The Oregon Supreme Court has ruled that parts of the Oregon Torts Claims Act that limits liability claims against governments violates the Remedy Clause of the Oregon Constitution, creating the potential for liability claims against public employees. The decision also could compel public employees’ agencies, and taxpayers, to pay increased costs related to potential liability claims, the Statesman Journal reported.
In Jordaan Michael Clarke v. Oregon Health Sciences University, Clarke was born in February 1998 at Oregon Health Sciences University with a congenital heart defect. He was admitted to OHSU in May of that year to surgically repair the condition. Following surgery, he was placed in an intensive care unit, where he suffered prolonged oxygen deprivation that caused permanent brain damage.
The brain damage was a direct result of the negligence of OSHU and certain of its employees and agents, the case indicates. So in 2001, the Clarke family brought action against OHSU and against the individuals who treated him, noting expenses for life and health care would amount to $11 million, loss of future earning capacity would be $1.2 million, and non-economic damages amounted to $5 million.
OHSU admitted negligence and moved for judgment on the pleadings in the amount of $200,000, the maximum liability the hospital could face under the Oregon Tort Claims Act.
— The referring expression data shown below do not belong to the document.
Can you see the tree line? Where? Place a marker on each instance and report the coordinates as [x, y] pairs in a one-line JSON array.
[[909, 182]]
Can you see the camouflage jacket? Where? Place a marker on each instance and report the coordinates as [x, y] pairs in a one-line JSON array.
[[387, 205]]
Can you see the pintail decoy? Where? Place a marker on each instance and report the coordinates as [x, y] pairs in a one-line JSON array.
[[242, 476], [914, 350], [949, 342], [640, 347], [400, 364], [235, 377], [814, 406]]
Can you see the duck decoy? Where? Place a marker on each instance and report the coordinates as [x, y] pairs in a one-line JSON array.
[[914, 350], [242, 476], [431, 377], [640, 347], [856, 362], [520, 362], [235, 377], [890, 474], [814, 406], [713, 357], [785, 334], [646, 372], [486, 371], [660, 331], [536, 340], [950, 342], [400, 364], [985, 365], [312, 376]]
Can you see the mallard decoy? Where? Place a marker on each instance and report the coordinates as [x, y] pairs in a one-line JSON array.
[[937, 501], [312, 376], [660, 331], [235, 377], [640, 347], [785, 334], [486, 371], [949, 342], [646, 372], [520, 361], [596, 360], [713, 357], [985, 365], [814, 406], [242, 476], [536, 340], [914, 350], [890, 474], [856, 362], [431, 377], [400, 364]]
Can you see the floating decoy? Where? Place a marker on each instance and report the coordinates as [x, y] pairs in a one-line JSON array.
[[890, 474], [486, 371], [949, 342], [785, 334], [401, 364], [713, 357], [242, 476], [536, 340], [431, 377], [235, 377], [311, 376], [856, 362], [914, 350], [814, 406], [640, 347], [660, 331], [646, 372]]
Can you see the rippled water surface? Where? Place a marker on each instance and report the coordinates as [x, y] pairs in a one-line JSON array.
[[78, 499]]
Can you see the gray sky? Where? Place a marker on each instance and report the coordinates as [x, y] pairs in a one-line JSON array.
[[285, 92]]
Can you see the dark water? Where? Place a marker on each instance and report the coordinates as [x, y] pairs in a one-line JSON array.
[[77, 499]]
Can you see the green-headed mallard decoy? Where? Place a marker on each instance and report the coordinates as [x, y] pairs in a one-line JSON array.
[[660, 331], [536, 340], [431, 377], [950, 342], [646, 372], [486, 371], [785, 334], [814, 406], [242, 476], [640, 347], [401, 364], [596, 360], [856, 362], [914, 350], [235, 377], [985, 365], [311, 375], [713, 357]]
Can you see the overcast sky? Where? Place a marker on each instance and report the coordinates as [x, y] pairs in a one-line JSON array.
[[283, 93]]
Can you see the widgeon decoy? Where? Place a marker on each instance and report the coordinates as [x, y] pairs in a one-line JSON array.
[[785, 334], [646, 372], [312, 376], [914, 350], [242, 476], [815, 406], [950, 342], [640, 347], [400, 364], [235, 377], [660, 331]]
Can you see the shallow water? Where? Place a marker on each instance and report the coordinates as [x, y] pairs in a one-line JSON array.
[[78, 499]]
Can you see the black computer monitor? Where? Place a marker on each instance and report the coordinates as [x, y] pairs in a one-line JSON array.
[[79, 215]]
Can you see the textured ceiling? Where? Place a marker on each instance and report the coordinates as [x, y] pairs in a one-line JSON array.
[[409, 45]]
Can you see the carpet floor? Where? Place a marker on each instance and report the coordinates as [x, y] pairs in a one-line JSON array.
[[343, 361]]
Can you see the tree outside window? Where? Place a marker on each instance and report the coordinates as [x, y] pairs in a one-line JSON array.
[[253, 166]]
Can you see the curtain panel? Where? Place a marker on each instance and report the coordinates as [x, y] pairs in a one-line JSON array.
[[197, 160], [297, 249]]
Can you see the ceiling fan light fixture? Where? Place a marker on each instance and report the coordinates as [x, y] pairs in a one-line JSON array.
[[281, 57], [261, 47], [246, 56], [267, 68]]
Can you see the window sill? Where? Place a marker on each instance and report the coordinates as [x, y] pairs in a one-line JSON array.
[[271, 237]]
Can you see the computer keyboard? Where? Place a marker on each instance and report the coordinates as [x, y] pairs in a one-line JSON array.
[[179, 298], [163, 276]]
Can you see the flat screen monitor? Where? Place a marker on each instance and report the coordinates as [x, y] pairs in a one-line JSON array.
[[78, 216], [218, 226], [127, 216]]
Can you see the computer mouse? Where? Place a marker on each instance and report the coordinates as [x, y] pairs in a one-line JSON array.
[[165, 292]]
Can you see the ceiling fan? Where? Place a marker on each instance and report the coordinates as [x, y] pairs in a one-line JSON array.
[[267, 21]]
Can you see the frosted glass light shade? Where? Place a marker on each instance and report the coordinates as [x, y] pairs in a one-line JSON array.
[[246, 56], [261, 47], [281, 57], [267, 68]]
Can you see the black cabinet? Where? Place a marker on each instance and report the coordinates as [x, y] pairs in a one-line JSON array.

ORS 30.270 limits the damages recoverable against any public body to “$50,000 to any claimant for any number of claims for damage to or destruction of property; $100,000 to any claimant as general and special damages for all other claims arising out of a single accident or occurrence, unless those damages exceed $100,000, in which case the claimant may recover additional special damages…; and $50,000 for any number of claims arising out of a single accident or occurrence.”
The trial court granted OHSU’s motion and entered judgment against the hospital for $200,000.
The plaintiff appealed, challenging the substitution of OHSU for the individual defendants, and arguing that the amount of $200,000 denied him the right to a remedy, in violation of Article I, section 10 of the state constitution.
The Court of Appeals rejected the plaintiff’s Article I, section 10 argument against OHSU because, it concluded, OHSU would have been immune from liability at common law. However, the court agreed that the plaintiff did not receive a constitutionally adequate remedy in the case, explaining that “recovery of less than 2 percent of one’s economic damages — particularly given the nature of the injuries alleged — is a remedy ‘incapable of restoring the right that has been injured,'” court documents state. The Appeals Court reversed the trial court’s judgment and remanded with instructions to reinstate the claims against the individual defendants.
The defendants subsequently sought the Supreme Court’s review.
The state high court affirmed the Court of Appeals decision.
“We view the plaintiff’s economic damages of over $12 million as representative of the enormous cost of lifetime medical care currently associated with permanent and severe personal injuries caused by the medical negligence of a state officer, agent or employee,” said the opinion.
“The legislature completely eliminated an injured person’s preexisting right to obtain full recovery for those damages from the individual tortfeasors who negligently caused the injuries. … However, there is simply nothing that we can discern from our state’s history, or from the nature, the form or the amount of recovery available for the preexisting common-law claim, that would permit this court to conclude that the limited remedy for permanent and severe injury caused by medical negligence that is now available under the OTCA meets the Article I, section 10, remedy requirement,” the decision states.
However, the court ruled that OHSU could invoke the law that requires governments to insure all their employees against liability claims.